The results cluster into five natural tiers:
Tier 1 — Perfect (100%, 6 models): Claude Opus 4.6, Claude Sonnet 4.6, Gemini 3 Flash, GLM-5, GPT-5.4-mini, MiMo V2 Pro. These models never produced an invalid program across 40 trials each.
Tier 2 — Near-perfect (95–97.5%, 5 models): DeepSeek V3.2, Gemini 3.1 Flash Lite, Gemini 3.1 Pro, Qwen 3.5 Plus, GLM-5 Turbo. One or two failures, typically on S3 or S4.
Tier 3 — Strong (82.5–92.5%, 6 models): Haiku 4.5, MiniMax M2.7, Mistral Large 2512, Kimi K2.5, MiMo V2 Flash, Step 3.5 Flash. Reliable on simple scenarios but showing measurable degradation on harder ones.
Tier 4 — Moderate (62.5–75%, 3 models): GPT-5.4-nano, Grok 4.20 Beta, Qwen 3.5 Flash. Producing valid programs more often than not, but with wide confidence intervals.
Tier 5 — Weak (<60%, 5 models): Devstral 2512, Qwen 3.5-9B, Mistral Small 2603, Nemotron 3 Super, Ministral 14B. Failing on the majority of trials.
Every model family with multiple entries tested showed clear capability scaling from smaller to larger variants:
| Family | Scaling |
|---|---|
| Claude | Haiku 92.5% → Sonnet 100% → Opus 100% |
| GPT | nano 75% → mini 100% |
| Gemini | Flash Lite 95% → Flash 100%, Pro 97.5% |
| Qwen 3.5 | 9B 45% → Flash 62.5% → Plus 97.5% |
| Mistral | Ministral 14B 2.5% → Small 17.5% → Devstral 57.5% → Large 85% |
| GLM | Turbo 97.5% → Full 100% |
| MiMo | Flash 82.5% → Pro 100% |
The Qwen and Mistral families show the steepest gradients — from near total failure at the small end to near-perfect or strong results at the top. The Gemini family is notable for high performance even at the "lite" tier.

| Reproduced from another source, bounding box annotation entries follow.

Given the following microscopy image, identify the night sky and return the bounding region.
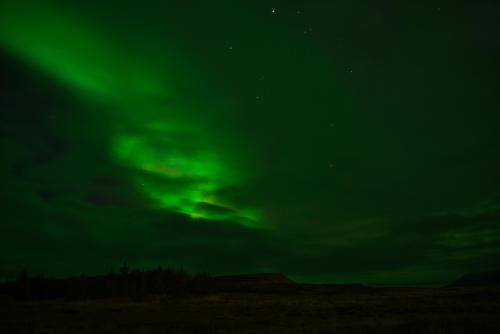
[0,0,500,286]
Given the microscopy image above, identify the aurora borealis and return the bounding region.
[0,0,500,285]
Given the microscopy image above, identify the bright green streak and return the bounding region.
[0,1,259,227]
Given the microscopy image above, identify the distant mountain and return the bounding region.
[447,271,500,288]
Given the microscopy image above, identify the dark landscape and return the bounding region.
[0,269,500,334]
[0,0,500,334]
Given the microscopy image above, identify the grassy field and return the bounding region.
[0,285,500,334]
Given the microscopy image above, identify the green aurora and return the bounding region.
[1,2,258,227]
[0,0,500,285]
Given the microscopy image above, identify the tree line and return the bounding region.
[0,262,212,300]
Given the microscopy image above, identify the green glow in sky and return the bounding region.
[0,2,259,227]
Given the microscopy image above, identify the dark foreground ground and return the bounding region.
[0,285,500,334]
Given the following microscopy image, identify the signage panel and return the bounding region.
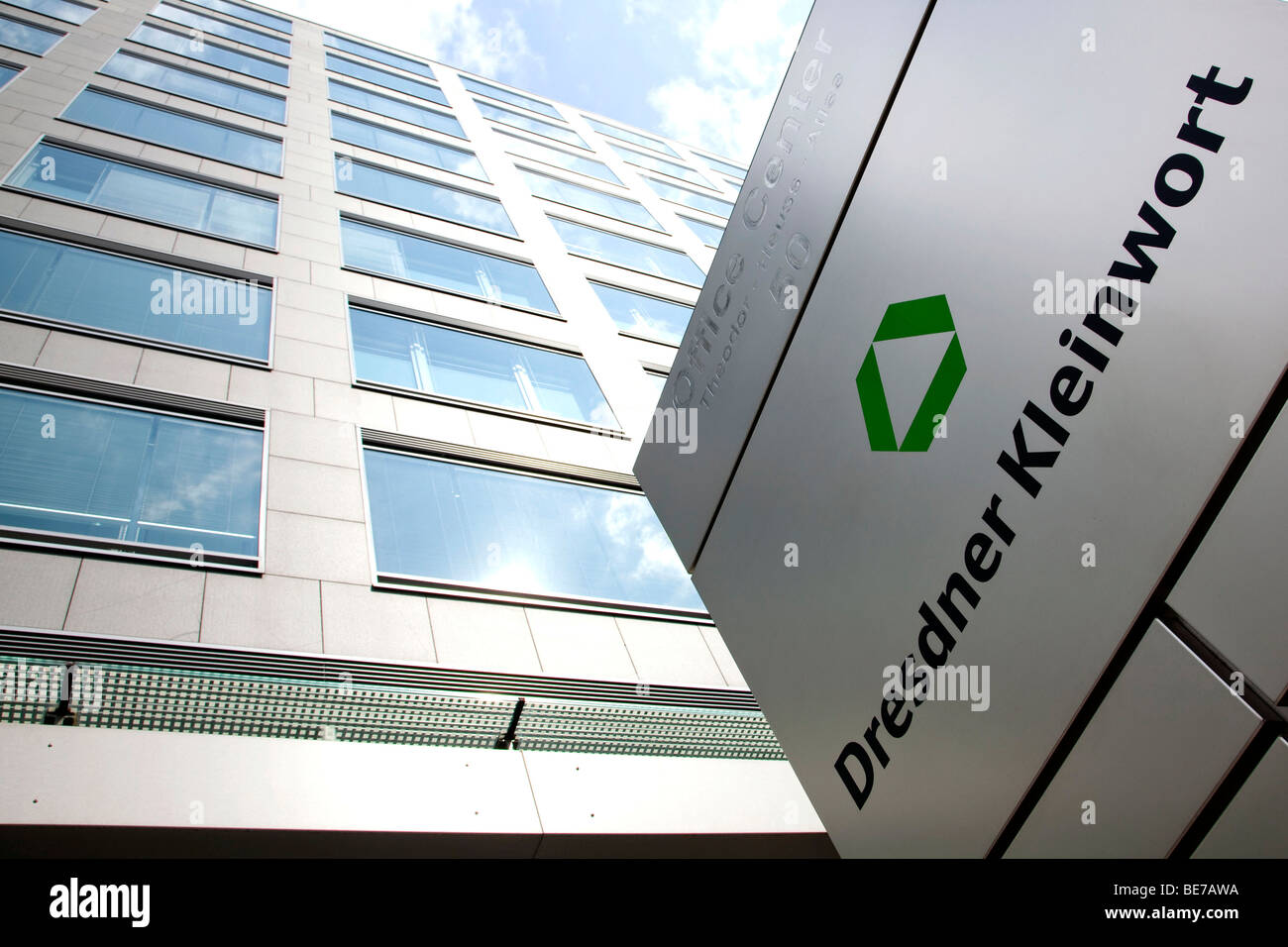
[638,0,1288,857]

Most models degrade monotonically from S1 to S4, but three models show a clearly inverted pattern — performing worse on the supposedly easiest scenario than on harder ones:
| Model | S1 | S3 | S4 |
|---|---|---|---|
| Mistral Large 2512 | 60% | 100% | 100% |
| Grok 4.20 Beta | 50% | 80% | 70% |
| Kimi K2.5 | 70% | 70% | 90% |
Mistral Large is the most striking: perfect on S3 and S4 but only 60% on the basic sequential chain. The reason is unclear — it may relate to how these models handle underspecified prompts (S1 gives less explicit type guidance than the later scenarios), or it may reflect prompt-format sensitivities routed through OpenRouter.
The core finding is encouraging: the majority of current frontier models can reliably generate valid programs in an unfamiliar domain-specific language from a single prompt, given a grammar specification and explanatory documentation. Six out of twenty-five models achieved a perfect score, and eleven scored 95% or above.
The benchmark discriminates effectively between model capabilities. The scenario difficulty gradient works as intended, with filter/ projection syntax (S3) and feedback loops (S4) separating the top-tier models from the rest. The failure mode is almost exclusively at the parse stage — models either produce syntactically valid, type-correct, structurally sound programs, or they produce text that fails to parse. There is essentially no middle ground of "almost right" programs that parse but fail later checks.
This is a one-shot benchmark with no opportunity for self-correction. Allowing models to validate their output against the type checker (tool-assisted generation) is a natural extension that could substantially improve results for models in tiers 3–5.